Looking at the traditional parts of the two businesses, it does seem that the winds are blowing in Facebook’s sails. In the age of apps, search may not have quite the appeal it used to have. Facebook is trying to expand into developing markets – with vast untapped potential. Looking at user numbers, Facebook may have the greater growth potential.
The big limit to Facebook’s growth lies with the number of ads. It has chosen to put a limit on the quantity of ads it will run per user. It may be a self-imposed barrier, but it is a sensible one – too many ads can put users off – a lesson many web site publishers need to learn fast.
Facebook’s growth in the medium term may come from monetising WhatsApp and Instagram. Whether it really can get away with running ads on these services to any significant degree is not yet proven. It is working on technology such at an AI engine that will be able to work out what people are talking about, and feed relevant ads. If it can pull off this trick, the potential ad revenue will be very significant indeed.

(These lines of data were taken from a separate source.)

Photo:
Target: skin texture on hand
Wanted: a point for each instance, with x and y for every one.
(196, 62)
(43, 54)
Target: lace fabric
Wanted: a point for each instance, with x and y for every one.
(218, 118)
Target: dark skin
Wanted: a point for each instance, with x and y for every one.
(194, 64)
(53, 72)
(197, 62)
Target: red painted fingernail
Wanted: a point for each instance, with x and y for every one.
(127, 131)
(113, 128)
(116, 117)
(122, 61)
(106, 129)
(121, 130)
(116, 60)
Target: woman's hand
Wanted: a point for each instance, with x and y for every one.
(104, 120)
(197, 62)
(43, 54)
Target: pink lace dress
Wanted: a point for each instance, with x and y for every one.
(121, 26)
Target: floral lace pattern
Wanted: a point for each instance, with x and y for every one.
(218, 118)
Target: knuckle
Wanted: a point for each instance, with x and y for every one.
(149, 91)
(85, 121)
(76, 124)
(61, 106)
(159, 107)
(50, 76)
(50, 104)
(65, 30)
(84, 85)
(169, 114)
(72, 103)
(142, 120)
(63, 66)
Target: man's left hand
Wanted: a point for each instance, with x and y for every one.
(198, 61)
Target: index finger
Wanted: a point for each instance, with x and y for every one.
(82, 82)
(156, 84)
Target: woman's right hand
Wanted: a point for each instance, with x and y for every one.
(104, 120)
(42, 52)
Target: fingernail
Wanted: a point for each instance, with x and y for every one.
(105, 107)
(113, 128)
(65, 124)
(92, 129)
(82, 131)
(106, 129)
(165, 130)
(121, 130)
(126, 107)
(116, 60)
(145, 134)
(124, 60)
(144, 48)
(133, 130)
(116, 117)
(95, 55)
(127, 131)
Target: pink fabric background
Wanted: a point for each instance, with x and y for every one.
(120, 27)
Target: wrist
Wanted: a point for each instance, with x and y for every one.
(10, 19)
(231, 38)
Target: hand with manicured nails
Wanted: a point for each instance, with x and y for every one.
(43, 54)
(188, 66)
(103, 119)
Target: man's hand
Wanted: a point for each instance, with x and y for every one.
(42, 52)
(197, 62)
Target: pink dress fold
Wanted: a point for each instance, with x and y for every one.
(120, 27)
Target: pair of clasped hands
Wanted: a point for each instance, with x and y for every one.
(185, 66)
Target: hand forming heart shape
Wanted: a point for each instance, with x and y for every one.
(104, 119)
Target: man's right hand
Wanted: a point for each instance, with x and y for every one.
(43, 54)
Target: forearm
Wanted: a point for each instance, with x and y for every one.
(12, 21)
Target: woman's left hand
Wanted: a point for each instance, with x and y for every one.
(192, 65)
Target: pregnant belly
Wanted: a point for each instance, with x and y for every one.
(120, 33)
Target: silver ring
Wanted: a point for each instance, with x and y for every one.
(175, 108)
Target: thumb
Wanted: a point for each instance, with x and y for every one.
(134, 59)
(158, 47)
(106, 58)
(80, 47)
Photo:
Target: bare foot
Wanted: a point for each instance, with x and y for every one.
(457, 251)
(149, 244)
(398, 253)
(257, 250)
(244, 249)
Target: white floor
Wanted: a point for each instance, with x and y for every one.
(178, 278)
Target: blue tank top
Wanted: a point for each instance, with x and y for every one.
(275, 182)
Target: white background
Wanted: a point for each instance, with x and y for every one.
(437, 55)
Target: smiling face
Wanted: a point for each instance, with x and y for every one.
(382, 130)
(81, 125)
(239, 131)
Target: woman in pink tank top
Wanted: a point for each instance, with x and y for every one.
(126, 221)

In the longer term, virtual reality may prove even more important. Maybe sales of Oculus Rift have been a little disappointing to date, but this remains work in progress. The potential is enormous, but not proven.
As for Alphabet, looking beyond its ads, it now has 1.5 billion users a month active on YouTube. Revenue from other areas, such as the cloud and the hardware business rose to $3.09 billion, from $2.17 billion a year ago. Other bets, for example: Waymo, Nest, and Verily, saw revenue of $248 million and lost $772 million.
But is it sustainable?
Shares in Alphabet have risen three-fold in the last five years, by about a third in the last 12 months, and almost 20-fold since the 2004 IPO. Market cap is $642 billion.
Shares in Facebook are up 4-fold since the IPO in May 2012. They increased by about a third in the last 12 months, and market cap is $477 billion
Those who have been looking at this sort of thing since the last century may say they have got déjà vu. Back in the late 1990s, shares in tech – or as they were called back then: dotcoms – surged, and surged some more. Then in the year 2000 they crashed, fortunes were lost.
But is it really like that again?
The difference this time around is that big profits lie behind the rising share prices. Look at the money Facebook and Alphabet are making, look at the growth in their profits, and frankly, their respective valuations do not look so excessive. Take Facebook, when it was floated, it was valued at $104 billion. Many people baulked at that price. But look at quarterly profits today and we can say, with the benefit of hindsight, that the IPO valuation was modest.
Google was floated in 2004, with a value of $23billion. Back then, the wounds from the dotcom crash were still sore, many thought that the valuation was insane. It is now close to making more money than that in a year.
This is one of the snags with human nature; we overreact. We overreact on the upside during the good times and on the downside during the bad times. That is why we get economic cycles, that is why we get stock market booms and busts.
The biggest threat to Alphabet and Facebook probably lies with some future technology that few people have even heard of today – but frankly, given the willingness at both companies to experiment and invest in new technologies, there is a good chance that either one of the two, or both, will be behind these new disruptive technologies, anyway.
All we can say for sure, is that the prophecies of doom from five-years back have been proven wrong. We will have no way of knowing whether the current crop of cynics will be proven wrong for many years, and it is often a mistake to extrapolate past trends into the future. Even so, the record to date would suggest there is no bubble here.